Post Fiat Copy Research

Draft — March 2026


Abstract

This note summarizes two related research loops run around Post Fiat messaging.

The first loop optimized the credibility of the Post Fiat whitepaper using repeated LLM review passes and strict keep-or-revert discipline. The second loop optimized market-cap-estimation copy by testing different one-paragraph descriptions of Post Fiat against multiple frontier models, with special attention to Anthropic Claude Opus 4.6.

The headline result is not “one magic sentence wins forever.” The result is that certain copy patterns reliably changed model behavior:

  • benchmark-packaging language improved whitepaper credibility more than extra mechanism detail
  • civilizational coordination language outperformed product-detail and workflow-detail language in market-cap estimation
  • decentralized method / decentralized protocol plus merge with AGI produced the strongest Opus estimates seen so far

This note also records a major methodological caveat: the current market-cap harness asks models for a structured JSON estimate. That likely changes the output distribution.

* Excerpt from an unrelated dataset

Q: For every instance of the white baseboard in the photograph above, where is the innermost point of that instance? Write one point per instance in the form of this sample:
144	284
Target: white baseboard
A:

A later manual Claude interaction produced a much lower natural-language estimate for a similar Post Fiat prompt, which suggests that format itself is an experimental variable and not just a harmless extraction choice.


1. Scope

This is a research note, not a valuation memo and not investment advice.

It covers two tracks:

  1. Whitepaper credibility optimization

    • making the existing paper harder to dismiss
    • measuring which edits increase or reduce perceived credibility
  2. Copy calibration for market-cap estimation

    • testing which short descriptions of Post Fiat produce stronger market-cap estimates
    • comparing those outputs across models

The underlying experiment logs were maintained in repo journals, and the underlying model-run artifacts were written to /static/benchmarks/.


2. Track One: Whitepaper Credibility Optimization

2.1 Goal

The goal of the whitepaper loop was not to make the document softer. It was to make it narrower, more legible, and harder to cheap-shot.

The working constraint was simple:

  • keep an edit only if the credibility score improved
  • revert no change and regression passes
  • stay on one weakness until the score moved

Under the stabilized internal scorer loop, the best kept-state score reached 67.0.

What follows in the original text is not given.